In a report released today on Homeless Hub, Janet Mosher and I share what we learned from a panel of experts involved with some of these projects. With travel funding from the Canadian Homelessness Research Network, they came together at a conference to discuss the ideals of CBPR, their experiences undertaking it, and their recommendations for how research can contribute to action on women’s homelessness. These experts, all of whom are women facing homelessness, brought unique insights to evaluating the strengths of CBPR and addressing its weaknesses.
The report considers CBPR from the perspective of women facing homelessness who have been involved in it as participants, “peer” researchers, activists or service providers who use research. All agreed that CBPR on homelessness and poverty must lead to action, and that people with lived experience have a vital role to play in this process. As one expert said, “It’s important that women are part of the team. Our knowledge and skills and strengths may be different than a university professor’s, but it’s important to acknowledge that experience. That is what will turn into action.”
At the same time, women pointed out, entrenched inequities in power and authority mean that institutions and professionals usually reap more of the benefits from research, even when it’s CBPR. In the words of one CBPR participant, “The University gets the money and funding to do it, they get the recognition for the ideas and questions, when women came up with it at the kitchen table of a drop-in.”
Researchers with lived experience hold a strong sense of responsibility for participants’ well-being, for honouring participants’ contributions through advocacy and action, and for ensuring that research funds are well-spent on worthwhile projects. “Lived experience researchers become advocates because we know the experience,” explained one peer researcher from a university-based project.
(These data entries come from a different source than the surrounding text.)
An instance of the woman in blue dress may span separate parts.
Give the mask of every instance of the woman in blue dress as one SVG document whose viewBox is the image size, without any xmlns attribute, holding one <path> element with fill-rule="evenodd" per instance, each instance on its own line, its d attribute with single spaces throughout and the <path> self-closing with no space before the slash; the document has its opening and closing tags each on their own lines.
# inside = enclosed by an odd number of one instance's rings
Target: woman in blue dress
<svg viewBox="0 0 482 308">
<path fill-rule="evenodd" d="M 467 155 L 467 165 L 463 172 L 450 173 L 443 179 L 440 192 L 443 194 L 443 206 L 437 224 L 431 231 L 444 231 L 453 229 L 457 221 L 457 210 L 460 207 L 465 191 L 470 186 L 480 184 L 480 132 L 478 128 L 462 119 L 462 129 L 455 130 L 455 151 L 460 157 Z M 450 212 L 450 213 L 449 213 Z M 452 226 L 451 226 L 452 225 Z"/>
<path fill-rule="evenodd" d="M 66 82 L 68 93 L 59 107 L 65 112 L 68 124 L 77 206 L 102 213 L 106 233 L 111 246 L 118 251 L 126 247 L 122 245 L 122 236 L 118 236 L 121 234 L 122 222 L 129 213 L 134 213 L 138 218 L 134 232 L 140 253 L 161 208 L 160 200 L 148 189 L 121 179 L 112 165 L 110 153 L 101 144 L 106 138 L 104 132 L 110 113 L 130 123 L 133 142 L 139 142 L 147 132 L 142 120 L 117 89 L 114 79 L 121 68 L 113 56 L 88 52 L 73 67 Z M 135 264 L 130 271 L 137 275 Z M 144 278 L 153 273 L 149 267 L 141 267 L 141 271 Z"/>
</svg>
If CBPR is to live up to these responsibilities, projects need to provide the training, resources, skills and power that community members need to use research products for action.
In the end, women want allies in the academy to think carefully about the worth of proposing new research, when so much research has already been done on poverty and oppression. "Stop repeated projects," insisted one expert. "We need to look at all the research that has been done and is going to be done, and implement it. Take the story, take the needs, and DO something."